Этот план коту и Шарику очень понравился. Так они и решили с утра действовать.
…Мама и папа в это время на сеновале мёрзли. Мама говорит:
— Ты знаешь, Дима, я как-то себе жизнь в Простоквашине по-другому представляла. Я теперь поняла, что мне на работе больше нравится. Я там душой отдыхаю, когда мы товар в нашем магазине по прилавкам раскладываем.
— Да и я, — отвечает папа, — больше люблю в нашем гараже тормозные колодки менять, чем здесь на этой холодрыге педагогикой заниматься.
— Давай удерём, — предлагает мама. — Ребёнок наш в хороших руках останется. Тамара за ним приглядит.
— Если он от неё не скроется, — соглашается папа.
— Ну а если скроется, — говорит мама, — он всё равно не пропадёт. У него такой кот есть, до которого тебе расти и расти. Он всё умеет: и температуру мерить, и кашу варить. Если такой кот есть, — пошутила мама, — никакого мужа не надо.
— Что верно, то верно, — согласился папа. — Был бы у меня такой кот, я бы, может, и не женился никогда.
К этому времени фонарь во дворе замерцал. Так здорово колпачок белого света над снегом двигался. И в него то одна нога входила, то другая. Это Иванов-оглы вернулся дальше историю про охотничий случай рассказывать. Все вокруг него собрались. И Шарик, и Матроскин, и дядя Фёдор. И папа с мамой с сеновала подтянулись.
— Ну и что дальше там было с собачками? — спросил папа.
— Вот что. Через два месяца одна собачка, самая шустрая, четырёх щенят родила. А кто её просил? Ей склад охранять надо, а она со щенятами. Мы и решили щенят у неё отнять и под окотившуюся козу подложить. У козы молока много — выкормит.
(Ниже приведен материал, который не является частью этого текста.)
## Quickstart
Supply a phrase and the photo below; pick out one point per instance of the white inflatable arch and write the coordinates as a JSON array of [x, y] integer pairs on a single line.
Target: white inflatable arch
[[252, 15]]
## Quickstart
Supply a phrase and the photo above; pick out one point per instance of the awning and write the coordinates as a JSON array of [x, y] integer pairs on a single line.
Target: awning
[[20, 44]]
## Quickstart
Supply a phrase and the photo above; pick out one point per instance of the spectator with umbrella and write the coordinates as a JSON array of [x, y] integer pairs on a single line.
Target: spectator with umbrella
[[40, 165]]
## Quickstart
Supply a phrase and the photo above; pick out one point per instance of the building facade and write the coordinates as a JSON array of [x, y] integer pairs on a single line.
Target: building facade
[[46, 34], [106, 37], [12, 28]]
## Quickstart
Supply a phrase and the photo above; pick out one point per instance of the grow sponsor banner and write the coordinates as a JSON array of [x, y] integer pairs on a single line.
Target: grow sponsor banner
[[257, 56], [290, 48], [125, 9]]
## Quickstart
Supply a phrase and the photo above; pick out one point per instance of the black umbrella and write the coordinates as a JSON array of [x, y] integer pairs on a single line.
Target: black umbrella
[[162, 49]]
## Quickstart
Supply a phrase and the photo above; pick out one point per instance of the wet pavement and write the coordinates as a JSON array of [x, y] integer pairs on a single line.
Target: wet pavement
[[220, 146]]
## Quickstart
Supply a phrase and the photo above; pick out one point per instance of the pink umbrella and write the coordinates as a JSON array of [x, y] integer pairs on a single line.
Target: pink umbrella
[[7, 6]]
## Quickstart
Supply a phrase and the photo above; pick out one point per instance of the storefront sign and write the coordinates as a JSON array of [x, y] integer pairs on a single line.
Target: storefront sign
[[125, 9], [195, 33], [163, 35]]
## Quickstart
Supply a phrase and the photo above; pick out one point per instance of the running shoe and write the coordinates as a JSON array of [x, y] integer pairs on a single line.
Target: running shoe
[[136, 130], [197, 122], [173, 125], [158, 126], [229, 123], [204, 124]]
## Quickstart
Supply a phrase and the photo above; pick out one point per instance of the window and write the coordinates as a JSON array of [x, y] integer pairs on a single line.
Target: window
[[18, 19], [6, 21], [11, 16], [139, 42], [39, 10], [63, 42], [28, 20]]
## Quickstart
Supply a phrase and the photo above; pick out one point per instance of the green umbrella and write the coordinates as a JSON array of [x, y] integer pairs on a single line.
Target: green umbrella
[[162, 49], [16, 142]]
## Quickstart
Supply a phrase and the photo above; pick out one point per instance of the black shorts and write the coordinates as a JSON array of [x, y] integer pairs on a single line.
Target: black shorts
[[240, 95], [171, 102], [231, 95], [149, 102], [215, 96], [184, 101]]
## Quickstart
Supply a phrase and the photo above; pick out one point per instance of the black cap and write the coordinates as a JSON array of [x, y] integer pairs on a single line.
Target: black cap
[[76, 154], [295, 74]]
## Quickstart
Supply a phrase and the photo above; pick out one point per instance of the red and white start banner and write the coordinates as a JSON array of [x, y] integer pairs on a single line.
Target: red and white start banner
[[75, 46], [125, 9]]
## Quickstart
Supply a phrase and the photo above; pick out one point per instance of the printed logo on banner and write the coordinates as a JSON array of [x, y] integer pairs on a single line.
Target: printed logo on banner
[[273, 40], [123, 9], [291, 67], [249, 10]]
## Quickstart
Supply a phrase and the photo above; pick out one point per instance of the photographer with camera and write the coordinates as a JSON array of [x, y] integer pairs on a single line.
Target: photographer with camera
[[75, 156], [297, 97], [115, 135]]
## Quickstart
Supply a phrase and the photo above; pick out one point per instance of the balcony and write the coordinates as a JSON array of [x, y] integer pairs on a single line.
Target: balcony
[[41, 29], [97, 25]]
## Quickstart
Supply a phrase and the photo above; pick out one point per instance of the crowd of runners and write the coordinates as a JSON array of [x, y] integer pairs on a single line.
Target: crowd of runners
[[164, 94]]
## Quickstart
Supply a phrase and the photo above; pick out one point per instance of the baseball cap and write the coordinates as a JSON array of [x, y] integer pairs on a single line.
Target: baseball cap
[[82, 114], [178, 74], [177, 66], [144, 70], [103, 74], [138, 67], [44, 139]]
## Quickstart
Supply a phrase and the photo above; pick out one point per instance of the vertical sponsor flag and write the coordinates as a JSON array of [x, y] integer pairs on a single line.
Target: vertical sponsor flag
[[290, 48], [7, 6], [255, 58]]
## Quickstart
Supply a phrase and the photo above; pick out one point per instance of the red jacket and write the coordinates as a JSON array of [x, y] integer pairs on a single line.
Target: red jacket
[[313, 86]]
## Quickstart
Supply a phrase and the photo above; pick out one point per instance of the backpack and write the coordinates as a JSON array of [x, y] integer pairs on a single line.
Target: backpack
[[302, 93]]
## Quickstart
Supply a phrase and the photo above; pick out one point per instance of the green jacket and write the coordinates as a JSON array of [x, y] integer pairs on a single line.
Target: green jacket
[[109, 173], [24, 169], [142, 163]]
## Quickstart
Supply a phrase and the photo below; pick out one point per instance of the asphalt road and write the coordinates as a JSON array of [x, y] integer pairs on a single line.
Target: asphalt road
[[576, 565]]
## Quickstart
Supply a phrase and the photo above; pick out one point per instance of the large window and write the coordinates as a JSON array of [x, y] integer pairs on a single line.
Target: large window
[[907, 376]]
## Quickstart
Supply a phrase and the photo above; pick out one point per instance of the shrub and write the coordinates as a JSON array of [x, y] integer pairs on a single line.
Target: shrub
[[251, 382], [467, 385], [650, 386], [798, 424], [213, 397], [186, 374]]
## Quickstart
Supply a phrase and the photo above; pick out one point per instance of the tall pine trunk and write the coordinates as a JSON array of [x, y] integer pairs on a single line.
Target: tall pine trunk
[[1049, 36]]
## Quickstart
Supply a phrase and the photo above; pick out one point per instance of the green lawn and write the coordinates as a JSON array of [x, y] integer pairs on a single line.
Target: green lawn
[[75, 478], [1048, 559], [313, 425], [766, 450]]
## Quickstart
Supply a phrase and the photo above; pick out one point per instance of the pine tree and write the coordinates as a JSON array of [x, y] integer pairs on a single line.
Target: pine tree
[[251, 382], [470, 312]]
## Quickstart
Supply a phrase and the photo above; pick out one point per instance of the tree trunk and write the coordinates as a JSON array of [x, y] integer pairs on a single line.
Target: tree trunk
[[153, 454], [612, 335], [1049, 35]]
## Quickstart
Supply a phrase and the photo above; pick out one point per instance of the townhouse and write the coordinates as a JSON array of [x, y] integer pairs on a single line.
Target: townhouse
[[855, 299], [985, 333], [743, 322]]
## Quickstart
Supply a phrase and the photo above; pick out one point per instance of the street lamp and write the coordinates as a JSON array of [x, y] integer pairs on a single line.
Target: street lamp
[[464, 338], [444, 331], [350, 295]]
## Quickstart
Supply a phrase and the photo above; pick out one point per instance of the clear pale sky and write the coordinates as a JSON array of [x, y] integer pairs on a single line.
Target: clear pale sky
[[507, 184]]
— А нельзя разве было щенят раздать населению? — спросил папа.
— Конечно, нельзя, — ответил оглы, — это же государственное имущество. Так можно и танки раздать.
— И что коза, выкормила? — спросил Матроскин.
— Ещё как! Такие собачки получились — загляденье. Крепкие, активные! Пришла пора их на службу ставить.
— В армию призывать, — сказал папа.
— Не надо их призывать, — объяснил Иванов-оглы. — Они и так в армии. Мы с товарищем полковником вызвали инструктора-дрессировщика. Приехал специалист с помощником, стал их к сторожевой службе готовить. День готовит, два готовит, потом приходит весь в слезах. «Уберите от меня этих собак! — говорит. — Это служебный брак». Мы спрашиваем: «Почему брак». Он говорит: «Смотрите».
Иванов-оглы рванул стакан воды от волненья и продолжил:
— Вывел он собак на площадку и говорит: «Сидеть!» Они сели. Он говорит: «Голос». Они все как заблеют: «Ме-е-е-е-е!» Он им показал: «Гав! Гав! Гав!» Они ему: «Ме-ме-ме!» Он им опять намекает: «Гав! Гав!» Они ему опять: «Me! Me!» Он вывел им помощника и велит: «Взять!» Они как бросятся на помощника и давай его бодать. Он аж зелёный от злости стал. «Всё, — говорит, — списывайте их к чёртовой матери! Это не собаки, это козлы глупые! Вы бы их ещё в курятник поместили, чтобы они у вас кукарекали по утрам!» Плюнул он на землю и уехал. А что дальше было, я вам потом расскажу.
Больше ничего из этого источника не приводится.